Luxury Living: Non-Negotiables in Modern Property Markets
In the world of real estate and property timing is everything. And times are hard – even for the ultra/high net worth. Cost of living is squeezing alongside a million other economic factors that are dictating market value and fluctuation.
While luxury property investors aren't shying away from the market, decisions are being made based on far more than mere finances. What we value in a home is changing and blueprints for how we get someone to buy are becoming increasingly complex.
But to get down to brass tacks, all developers, agents and realtors need to do is take time to understand the human needs and wants of their clientele. Often the specifics aren't yet hammered out, but buyers know how they want to feel at home – whether it's their first, second, an investment property or otherwise.
Ultimately they want to feel secure, happy, calm, rejuvenated and understood. And there are a few ways to ensure that.
When the pandemic struck everything became about the home. Brands raced to people's doorsteps, adapting and innovating their products and services to suit locked-down luxurians as they grappled with new parameters. Domesticity took on a whole new meaning and our grasp on established interpersonal relationships and lifestyles was rapidly unpicked.
Just because the pandemic is long over (though simultaneously feels like yesterday) doesn’t mean our behaviours and rituals return to their pre-COVID state. We grew accustomed to the tech-savviness that accelerated with life in lockdown, and while routine became familiar and often banal we got used to the versatility of home. versatility very few people are willing to give up now.
“Homes for entertaining” have long been a selling point for luxury realtors. In 2023, homes to the U/HNW need to be tenfold – multipurpose in every context. They need to be social dens that can host the most intimate of soirees to the most Gatsby-esque parties. They need to have leisure built in – beyond the home theatre or the basement bar or the Peloton-branded home gym. They need to act as a personal wellness oasis, sanctuaries in which homeowners can turn off body and mind or even switch it on.
Plenty of already getting behind the movement. In Barbados, Apes Hill (below) is combining contemporary Caribbean luxury with laid-back living across their golf resort, their residences and their community. In Georgia, The Ford boasts an organic farm shared among residents alongside community programmes from naturalist activities to outdoor pursuits.
Safety is perhaps an overlooked human need in the property space – something quickly mentioned but not given too much notice. Even taken for granted. But, again, with technology advancing as rapidly as it is, using it in our best interests and in tandem with our own lifestyles is one of many benefits.
Smart homes aren’t a new concept, but intuitive ones are. Smart homes enhance convenience, efficiency, security, and energy conservation through our everyday lives. But the reality is often that the seamless nature of a smart home is hindered by a lack of common language between systems.
Luckily new specification from the Connectivity Standards Alliance, titled Matter, enables devices to communicate with one another despite using various operating systems by providing a common language for them. Meaning smart home system uptake will hopefully increase, and soon.

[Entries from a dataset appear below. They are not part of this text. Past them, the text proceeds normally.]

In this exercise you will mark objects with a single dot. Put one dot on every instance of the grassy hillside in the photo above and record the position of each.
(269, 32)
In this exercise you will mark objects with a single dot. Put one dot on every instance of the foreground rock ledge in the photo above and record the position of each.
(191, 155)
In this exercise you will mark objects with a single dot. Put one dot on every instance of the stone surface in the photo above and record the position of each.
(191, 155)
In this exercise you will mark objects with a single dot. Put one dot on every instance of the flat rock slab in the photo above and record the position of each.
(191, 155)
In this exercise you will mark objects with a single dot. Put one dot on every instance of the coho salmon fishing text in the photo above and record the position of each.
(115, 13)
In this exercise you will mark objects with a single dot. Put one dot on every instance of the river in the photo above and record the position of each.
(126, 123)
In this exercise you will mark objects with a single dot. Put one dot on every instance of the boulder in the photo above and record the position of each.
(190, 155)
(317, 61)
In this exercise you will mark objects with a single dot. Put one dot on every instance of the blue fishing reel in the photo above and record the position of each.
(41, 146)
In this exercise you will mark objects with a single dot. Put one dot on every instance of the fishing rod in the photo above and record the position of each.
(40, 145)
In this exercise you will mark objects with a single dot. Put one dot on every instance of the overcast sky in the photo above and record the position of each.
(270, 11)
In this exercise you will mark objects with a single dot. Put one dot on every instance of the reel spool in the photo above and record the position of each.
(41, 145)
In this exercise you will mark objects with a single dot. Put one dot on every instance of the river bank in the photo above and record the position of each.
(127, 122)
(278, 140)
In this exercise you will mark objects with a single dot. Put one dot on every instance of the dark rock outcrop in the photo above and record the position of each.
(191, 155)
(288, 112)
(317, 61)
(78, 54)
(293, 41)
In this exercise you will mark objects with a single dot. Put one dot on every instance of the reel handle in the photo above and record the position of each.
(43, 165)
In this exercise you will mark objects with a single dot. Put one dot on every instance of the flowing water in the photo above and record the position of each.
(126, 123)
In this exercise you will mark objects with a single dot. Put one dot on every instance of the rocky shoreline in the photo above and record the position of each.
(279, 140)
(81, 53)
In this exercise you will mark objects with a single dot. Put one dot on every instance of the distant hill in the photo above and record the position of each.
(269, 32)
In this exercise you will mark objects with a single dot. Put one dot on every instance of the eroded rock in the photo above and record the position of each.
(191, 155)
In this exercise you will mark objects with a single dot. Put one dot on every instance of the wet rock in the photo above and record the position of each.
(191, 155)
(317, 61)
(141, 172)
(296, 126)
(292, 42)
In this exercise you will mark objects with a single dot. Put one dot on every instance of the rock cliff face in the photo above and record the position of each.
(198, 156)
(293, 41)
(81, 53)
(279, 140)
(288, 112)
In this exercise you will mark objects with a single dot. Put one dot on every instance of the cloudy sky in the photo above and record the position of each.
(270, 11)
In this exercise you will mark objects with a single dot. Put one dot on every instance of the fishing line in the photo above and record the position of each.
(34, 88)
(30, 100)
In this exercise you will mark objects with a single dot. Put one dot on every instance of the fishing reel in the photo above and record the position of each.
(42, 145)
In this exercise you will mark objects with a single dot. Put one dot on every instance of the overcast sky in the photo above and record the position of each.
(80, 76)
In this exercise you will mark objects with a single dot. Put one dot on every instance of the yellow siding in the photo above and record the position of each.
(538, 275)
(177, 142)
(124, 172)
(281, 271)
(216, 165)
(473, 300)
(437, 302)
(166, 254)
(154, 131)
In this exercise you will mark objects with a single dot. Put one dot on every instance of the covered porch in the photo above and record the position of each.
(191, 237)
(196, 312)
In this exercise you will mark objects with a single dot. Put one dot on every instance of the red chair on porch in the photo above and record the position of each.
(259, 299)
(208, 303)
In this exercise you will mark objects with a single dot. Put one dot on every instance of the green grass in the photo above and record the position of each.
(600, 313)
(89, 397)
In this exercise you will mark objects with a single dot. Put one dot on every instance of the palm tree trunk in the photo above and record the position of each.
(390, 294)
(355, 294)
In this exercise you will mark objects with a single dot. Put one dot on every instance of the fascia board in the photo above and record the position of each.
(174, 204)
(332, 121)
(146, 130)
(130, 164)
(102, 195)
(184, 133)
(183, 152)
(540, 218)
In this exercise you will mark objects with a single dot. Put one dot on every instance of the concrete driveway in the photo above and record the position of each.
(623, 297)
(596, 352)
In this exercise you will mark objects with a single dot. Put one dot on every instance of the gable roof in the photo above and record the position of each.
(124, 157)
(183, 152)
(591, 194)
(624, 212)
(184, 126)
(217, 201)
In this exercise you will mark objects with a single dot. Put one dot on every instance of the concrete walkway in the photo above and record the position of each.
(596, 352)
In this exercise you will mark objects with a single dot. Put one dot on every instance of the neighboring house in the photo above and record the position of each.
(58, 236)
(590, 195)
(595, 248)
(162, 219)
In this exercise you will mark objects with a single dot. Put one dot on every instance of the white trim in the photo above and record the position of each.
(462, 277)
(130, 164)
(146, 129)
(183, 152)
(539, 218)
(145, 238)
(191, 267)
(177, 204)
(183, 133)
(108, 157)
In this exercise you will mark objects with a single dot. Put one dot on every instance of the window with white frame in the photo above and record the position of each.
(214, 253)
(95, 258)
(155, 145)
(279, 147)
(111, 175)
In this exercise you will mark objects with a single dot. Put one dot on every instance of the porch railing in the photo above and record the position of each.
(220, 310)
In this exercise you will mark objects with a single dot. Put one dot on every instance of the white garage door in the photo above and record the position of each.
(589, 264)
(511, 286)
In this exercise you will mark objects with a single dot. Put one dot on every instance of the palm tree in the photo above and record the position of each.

Taking embedded safety precautions more literally, the new Cam Floodlight Pro from Wyze switches on security lighting and smartphone notifications when a specific person or vehicle is detected by connected AI-powered cameras. Slightly more jazzy than the ubiquitous Ring doorbell.
Negotiating habitation and nature amid climate chaos is manifesting as resilient home solutions. With such extreme changes to our homes’ surroundings – research shows that the UK is one of a handful of countries dangerously underprepared for what’s to come – truly innovative ideas are needed to keep ourselves and the market afloat.
To get audiences and buyers on board, brands are using exhibitions to appeal to popular mindsets. In Copenhagen, an interactive exhibition titled Reset Materials Invites visitors to get tactile with the building materials of tomorrow.
At London Design Museum, How To Build a Low-Carbon Home opened in July and will be until 2024 demonstrating how we can use basic materials of wood and straw to create revolutionised homes that are ready for future families to live in for generations to come. It’s like being in Grand Designs but sadly no promises Kevin McCloud will be there.
In terms of powering our lives at home, energy-zapping utilities are no longer compatible with people, place or planet.
Next-generation home energy champions Aira are disrupting residential heating, a sector that is Europe’s third largest contributor to CO2 emissions. With their intelligent heat pumps – the first step in an expansive clean energy-tech ecosystem, complete with battery storage, dynamic electricity tariffs and solar panels – European homeowners can now reduce their residential heating CO2 emissions by 75–100%.
Also giving the green energy experience a makeover, Aurora Solar uses AI to deliver bespoke solar system designs, which are accessible and affordable. They’re a solid contributor to the US’ 77% uptake in solar energy, powered by AI, forward-thinking and the sun, they’re creating the future of solar now. And what’s more timeless than the pursuit of prolonging time?
While there are no easy answers in the creation and marketing of future homes, founding strategies in fundamental human truths and needs are pretty safe bets in what is an increasingly volatile market. Working collaboratively with innovative brands who sit at the forefront of category will push developers and agents to the front of theirs, highlighting themselves as the partners to help buyers and investors find perfect properties, not just secure a payout.